Oxydoreductase involve cofactor in their active sites. According to Anthony (1996) among several known cofactors such nicotinamide, flavonoid, and quinone, Pyrollo Quinoline Qinone (PQQ) as the member group of quinon is one of the latest known-cofactors. PQQ differs from other cofactor since it is not covalently bond to its enzyme (Oubrie et al. 1999). PQQ ubiquitously found in all organisms from prokaryote to eukaryote (Bishop et al. 1998). Bacteria is the largest group of PQQ-oxydoreductase producing microorganisms. They successfully isolated from many habitats such: soil, water (Toyama et al. 1995), fruits (Adachi et al. 2003), plants, and in human mouth (Anesti et al. 2005). However, study on PQQ-oxydoreductase producing bacteria isolation had never been reported in Indonesia.
PQQ-Oxydoreductase bacteria are able to utilize organic substrates such glucose, ethanol, methanol, up to polyvinyl alcohol (Ameyama et al. 1985). One of the habitats which provides such organic substrates is Situ Agathis located in University of Indonesia Depok. Situ Agathis contain humic substances that could be degraded in to glucose, ethanol, methanol, also quinone.
In this study, isolation of oxydoreductase-producing bacteria from Situ Agathis University of Indonesia, Depok and characterization of oxydroreductases of selected isolates were performed. The objectives of this research are: to investigate the presence of oxydoreductase-producing bacteria, to isolate the oxydoreductases -producing bacteria, and to partially characterize oxydoreductases from Situ Agathis University of Indonesia Depok. This is the first study on bacteria isolation performed in Situ Agathis UI, Depok. Hence, this study can provide information about the oxydoreductases- producing bacteria from Situ Agathis, which located in UI, Depok. The study consists of two part: first part describe the isolation of oxydoreductase-producing bacteria from Situ Agathis. Second part describe the partial characterization of oxydoreductases which covers enzyme activity, molecular weight, and PQQ effects on the enzymes activity.

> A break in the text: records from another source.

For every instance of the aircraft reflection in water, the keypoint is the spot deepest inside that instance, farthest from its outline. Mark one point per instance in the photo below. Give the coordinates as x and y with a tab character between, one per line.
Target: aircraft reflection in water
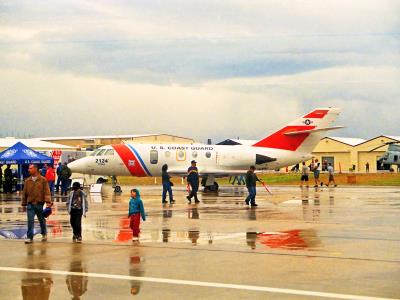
296	239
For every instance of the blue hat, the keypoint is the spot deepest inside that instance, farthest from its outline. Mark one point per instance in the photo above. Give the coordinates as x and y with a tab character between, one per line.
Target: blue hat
47	212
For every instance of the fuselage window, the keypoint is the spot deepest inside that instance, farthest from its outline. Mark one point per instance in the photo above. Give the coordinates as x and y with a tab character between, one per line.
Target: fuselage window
94	153
153	157
181	155
109	152
101	152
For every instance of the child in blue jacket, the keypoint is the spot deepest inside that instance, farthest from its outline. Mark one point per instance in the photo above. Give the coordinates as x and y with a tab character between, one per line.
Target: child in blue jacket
136	211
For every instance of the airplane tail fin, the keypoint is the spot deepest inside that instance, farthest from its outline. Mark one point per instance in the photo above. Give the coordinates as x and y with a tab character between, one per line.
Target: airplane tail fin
304	133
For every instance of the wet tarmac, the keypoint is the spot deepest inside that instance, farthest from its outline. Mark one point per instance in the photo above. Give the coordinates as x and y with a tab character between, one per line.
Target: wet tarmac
298	244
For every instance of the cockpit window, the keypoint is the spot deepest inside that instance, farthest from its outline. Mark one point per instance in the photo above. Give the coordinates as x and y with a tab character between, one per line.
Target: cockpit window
94	153
109	152
101	152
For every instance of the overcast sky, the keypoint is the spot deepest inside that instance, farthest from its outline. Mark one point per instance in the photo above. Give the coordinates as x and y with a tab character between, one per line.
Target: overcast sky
201	69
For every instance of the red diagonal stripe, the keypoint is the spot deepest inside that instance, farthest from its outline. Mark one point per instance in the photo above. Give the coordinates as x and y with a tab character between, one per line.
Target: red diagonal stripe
130	160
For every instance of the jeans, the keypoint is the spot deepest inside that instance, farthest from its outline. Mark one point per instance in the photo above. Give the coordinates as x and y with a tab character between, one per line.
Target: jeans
58	183
64	185
51	186
32	210
167	188
251	198
135	224
193	193
76	222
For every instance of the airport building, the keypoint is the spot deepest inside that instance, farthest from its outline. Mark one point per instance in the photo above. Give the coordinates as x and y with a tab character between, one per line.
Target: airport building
94	142
345	154
35	144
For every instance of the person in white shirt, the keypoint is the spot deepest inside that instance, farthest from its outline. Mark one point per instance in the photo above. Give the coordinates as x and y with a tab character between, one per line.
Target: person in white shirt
317	171
304	174
331	175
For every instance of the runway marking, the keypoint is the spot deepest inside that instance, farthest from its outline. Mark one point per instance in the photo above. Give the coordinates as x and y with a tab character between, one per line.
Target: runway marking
199	283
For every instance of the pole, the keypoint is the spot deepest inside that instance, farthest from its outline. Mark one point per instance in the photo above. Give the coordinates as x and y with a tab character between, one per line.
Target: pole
265	186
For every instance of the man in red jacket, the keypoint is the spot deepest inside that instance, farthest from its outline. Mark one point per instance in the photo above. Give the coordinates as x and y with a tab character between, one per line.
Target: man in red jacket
51	177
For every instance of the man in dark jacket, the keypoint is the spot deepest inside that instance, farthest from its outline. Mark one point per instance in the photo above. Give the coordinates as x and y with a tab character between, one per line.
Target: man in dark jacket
8	180
58	172
1	176
166	181
36	192
251	184
65	174
193	180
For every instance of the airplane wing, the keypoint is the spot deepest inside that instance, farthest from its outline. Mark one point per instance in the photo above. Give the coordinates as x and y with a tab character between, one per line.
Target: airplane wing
313	130
216	173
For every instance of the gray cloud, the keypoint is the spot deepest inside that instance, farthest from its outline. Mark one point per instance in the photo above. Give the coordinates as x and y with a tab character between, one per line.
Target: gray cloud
241	68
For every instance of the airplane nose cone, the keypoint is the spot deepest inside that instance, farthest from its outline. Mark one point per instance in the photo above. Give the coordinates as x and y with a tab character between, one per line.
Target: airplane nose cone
76	166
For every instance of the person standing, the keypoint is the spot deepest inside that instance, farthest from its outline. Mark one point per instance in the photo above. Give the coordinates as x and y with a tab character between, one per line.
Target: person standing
77	206
331	175
304	174
65	174
193	181
167	185
51	177
251	184
8	180
58	172
36	192
317	171
1	176
136	211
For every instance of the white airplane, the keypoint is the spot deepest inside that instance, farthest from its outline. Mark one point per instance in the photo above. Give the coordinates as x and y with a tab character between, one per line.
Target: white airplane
289	145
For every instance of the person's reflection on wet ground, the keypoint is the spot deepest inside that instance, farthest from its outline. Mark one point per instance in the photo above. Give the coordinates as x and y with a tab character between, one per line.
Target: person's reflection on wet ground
193	213
331	200
251	213
305	195
166	233
167	213
36	286
77	285
194	236
251	238
305	203
210	238
136	270
316	208
210	199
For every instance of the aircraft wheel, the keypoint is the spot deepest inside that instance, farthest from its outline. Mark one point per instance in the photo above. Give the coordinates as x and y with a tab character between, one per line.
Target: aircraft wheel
101	180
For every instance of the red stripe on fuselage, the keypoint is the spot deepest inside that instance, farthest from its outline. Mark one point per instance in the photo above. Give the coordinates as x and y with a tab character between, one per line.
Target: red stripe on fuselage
279	140
130	160
317	114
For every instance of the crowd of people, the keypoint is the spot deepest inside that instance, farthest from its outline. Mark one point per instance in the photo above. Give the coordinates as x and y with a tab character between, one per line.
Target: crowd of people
315	168
40	186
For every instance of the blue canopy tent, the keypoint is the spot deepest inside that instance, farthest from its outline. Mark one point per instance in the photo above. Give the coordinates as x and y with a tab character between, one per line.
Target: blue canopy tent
20	155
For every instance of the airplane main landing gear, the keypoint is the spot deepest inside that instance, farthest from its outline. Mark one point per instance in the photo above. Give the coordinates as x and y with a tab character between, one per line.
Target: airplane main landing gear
117	188
209	183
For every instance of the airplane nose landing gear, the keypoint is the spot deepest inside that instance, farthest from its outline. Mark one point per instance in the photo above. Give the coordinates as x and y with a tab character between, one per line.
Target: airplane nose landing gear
117	188
209	183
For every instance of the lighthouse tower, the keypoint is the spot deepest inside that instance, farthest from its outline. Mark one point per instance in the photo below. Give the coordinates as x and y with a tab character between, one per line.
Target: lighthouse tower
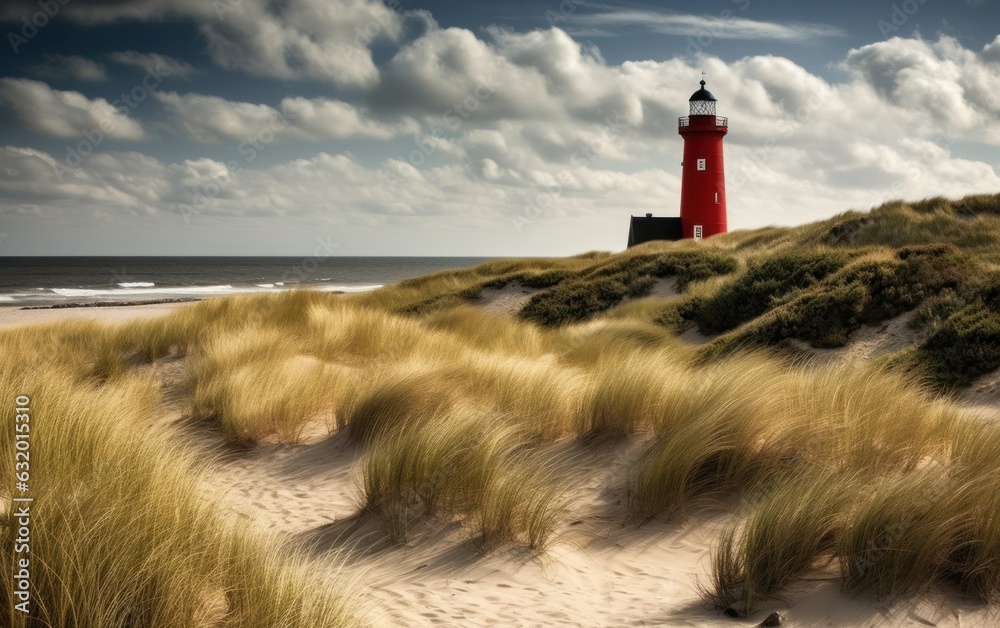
703	182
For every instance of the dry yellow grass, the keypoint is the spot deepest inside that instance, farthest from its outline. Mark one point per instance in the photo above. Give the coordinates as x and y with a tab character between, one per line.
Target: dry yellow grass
457	411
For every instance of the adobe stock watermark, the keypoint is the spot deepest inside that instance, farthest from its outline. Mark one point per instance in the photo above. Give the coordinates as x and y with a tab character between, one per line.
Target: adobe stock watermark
31	25
21	515
124	104
545	199
899	16
206	194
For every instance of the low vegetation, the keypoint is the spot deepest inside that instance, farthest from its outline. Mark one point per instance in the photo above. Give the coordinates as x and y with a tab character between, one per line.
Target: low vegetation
458	414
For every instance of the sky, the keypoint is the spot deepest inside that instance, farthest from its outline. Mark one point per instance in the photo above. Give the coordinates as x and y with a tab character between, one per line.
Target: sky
500	128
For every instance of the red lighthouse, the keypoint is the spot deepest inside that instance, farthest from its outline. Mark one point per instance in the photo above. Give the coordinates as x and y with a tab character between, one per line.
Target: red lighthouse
703	182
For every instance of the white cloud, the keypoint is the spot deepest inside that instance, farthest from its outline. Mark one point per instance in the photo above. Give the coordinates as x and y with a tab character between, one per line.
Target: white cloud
70	67
214	119
604	23
582	142
162	65
65	114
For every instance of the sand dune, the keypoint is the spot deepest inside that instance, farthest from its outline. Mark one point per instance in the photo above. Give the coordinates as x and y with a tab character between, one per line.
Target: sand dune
604	570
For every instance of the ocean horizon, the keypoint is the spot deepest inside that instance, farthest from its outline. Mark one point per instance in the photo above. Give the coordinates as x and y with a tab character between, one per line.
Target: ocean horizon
31	281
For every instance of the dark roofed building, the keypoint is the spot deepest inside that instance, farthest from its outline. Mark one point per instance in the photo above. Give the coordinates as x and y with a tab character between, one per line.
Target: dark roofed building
645	228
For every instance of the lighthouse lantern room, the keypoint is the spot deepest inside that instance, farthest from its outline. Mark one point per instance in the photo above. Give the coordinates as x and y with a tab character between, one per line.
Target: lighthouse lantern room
703	178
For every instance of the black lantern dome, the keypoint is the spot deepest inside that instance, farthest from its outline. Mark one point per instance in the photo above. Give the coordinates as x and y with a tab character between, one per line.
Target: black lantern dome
702	102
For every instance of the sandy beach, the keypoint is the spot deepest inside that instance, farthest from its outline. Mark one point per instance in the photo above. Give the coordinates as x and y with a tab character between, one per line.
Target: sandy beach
15	316
602	570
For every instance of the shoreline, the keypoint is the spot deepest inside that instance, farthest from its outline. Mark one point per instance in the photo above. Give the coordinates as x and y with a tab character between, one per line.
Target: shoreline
78	304
12	316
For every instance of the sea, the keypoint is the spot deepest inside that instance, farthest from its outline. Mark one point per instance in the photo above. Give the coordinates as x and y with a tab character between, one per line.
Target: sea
34	281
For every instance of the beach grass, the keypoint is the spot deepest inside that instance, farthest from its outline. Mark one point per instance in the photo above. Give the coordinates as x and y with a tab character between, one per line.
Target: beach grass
457	413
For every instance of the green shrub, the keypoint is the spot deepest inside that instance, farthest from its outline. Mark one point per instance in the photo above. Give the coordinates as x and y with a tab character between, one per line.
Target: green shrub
757	291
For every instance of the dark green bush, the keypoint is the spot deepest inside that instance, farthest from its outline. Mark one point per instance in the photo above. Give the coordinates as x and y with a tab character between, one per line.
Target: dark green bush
607	285
761	287
865	292
966	344
575	301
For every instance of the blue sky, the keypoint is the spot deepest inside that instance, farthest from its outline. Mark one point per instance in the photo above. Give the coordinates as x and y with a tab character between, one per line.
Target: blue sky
409	127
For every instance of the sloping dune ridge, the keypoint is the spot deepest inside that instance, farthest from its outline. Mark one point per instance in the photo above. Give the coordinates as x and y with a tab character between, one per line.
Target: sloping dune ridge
801	421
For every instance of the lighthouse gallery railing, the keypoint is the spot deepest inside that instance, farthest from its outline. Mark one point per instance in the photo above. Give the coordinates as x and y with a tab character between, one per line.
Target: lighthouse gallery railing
719	121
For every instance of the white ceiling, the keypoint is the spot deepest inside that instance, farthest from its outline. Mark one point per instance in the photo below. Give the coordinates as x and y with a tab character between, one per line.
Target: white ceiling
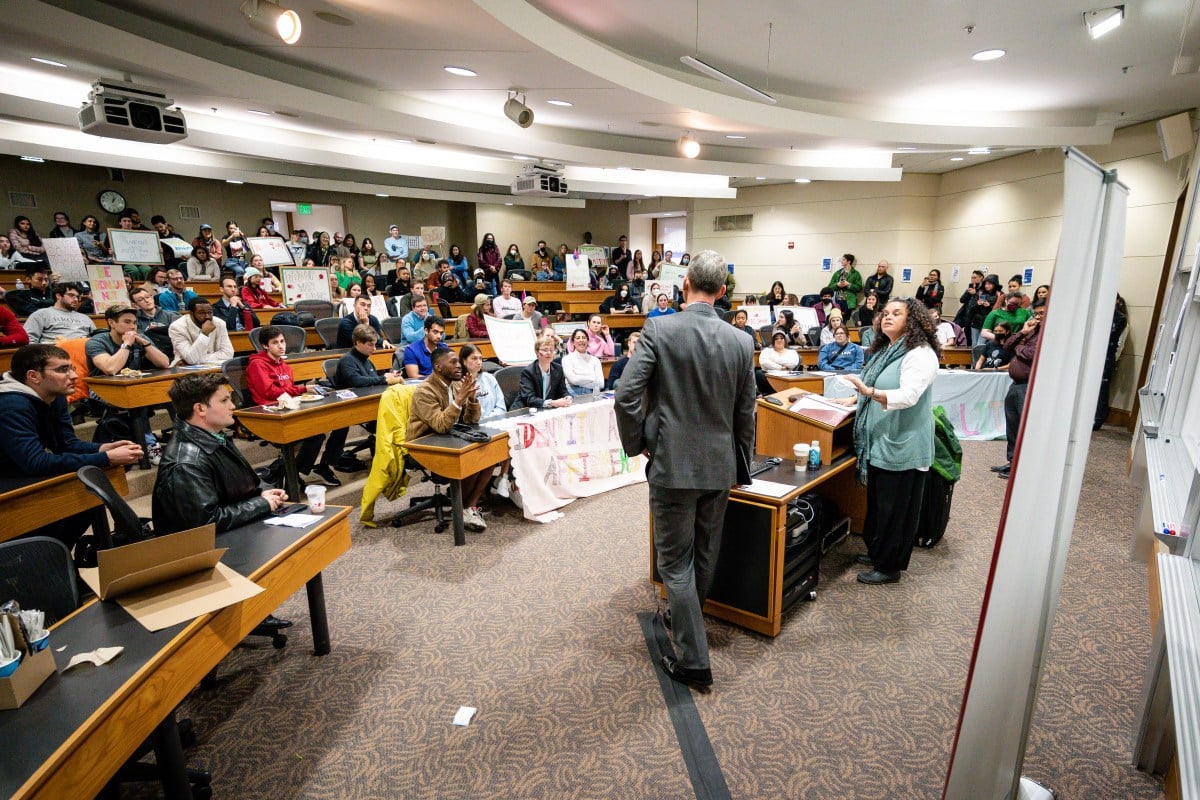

The research was carried out at the Protein Engineering Laboratory, Biotechnology Research Centre, Indonesian Institute of Science, Cibinong and the Laboratory of Microbiology, Department of Biology, University of Indonesia, Depok during February ? September 2007. The isolation of bacteria was conducted in three methods i.e : dilution, filtration using filter paper Milipore membran (0.2 μm) based on Cappucino and Sherman (2002). Isolation of oxydoreductase-producing bacteria was carried out by using selective media based on Toyama et al. (1995). The assay of oxydoreductases was performed by using Native-PAGE based on Khodijah (2002).
The result showed that 83 isolates were obtained from Situ Agathis which we assumed could produce oxydoreductase enzymes. Among those isolates, 15 isolates were randomly selected for further study e.g : five isolates which could grow in glucose as sole carbon sources by producing glucose dehdyrogenase, six isolates which could grow on ethanol as sole carbon sources by producing ethanol dehydrogenase and four isolates which could grow on methanol as sole carbon sources by producing methanol dehydrogenase. The selected isolates showed various morphotypes indicating no specific morphological character in oxydoreductase-producing bacteria.
Two oxydoreductases from selected isolates were selected to be analyzed further in second part this thesis. Those enzymes were examined for their possibility to have intracellular PQQ cofactor. Those enzymes were obtained from isolate G1H1D30 (glucose dehydrogenase) and isolate A1H2D60 (ethanol dehydrogenase). Native-PAGE result confirmed that crude extract fraction, dialyzed fraction and elution of open column chromatography of isolate G1H1D30 can produce glucose dehydrogenase and isolate A1H2D60 can produce ethanol dehdyrogenase. The molecular weight of glucose dehydrogenase subunit is about 46 kDa using SDS-PAGE.
SDS-PAGE of ethanol dehydrogenase did not show any protein band in acrylamide gel. We assumed that the amount of protein extracted from cell cytoplasm was not sufficient enough to be detected in SDS-PAGE. Cell of isolate A1H2D60 should be treated by other destruction method such as French pressure or ultrasonicator since this isolate is Gram positive bacteria which had thicker peptydoglycan layer than isolate G1H1D30 which is Gram negative bacteria.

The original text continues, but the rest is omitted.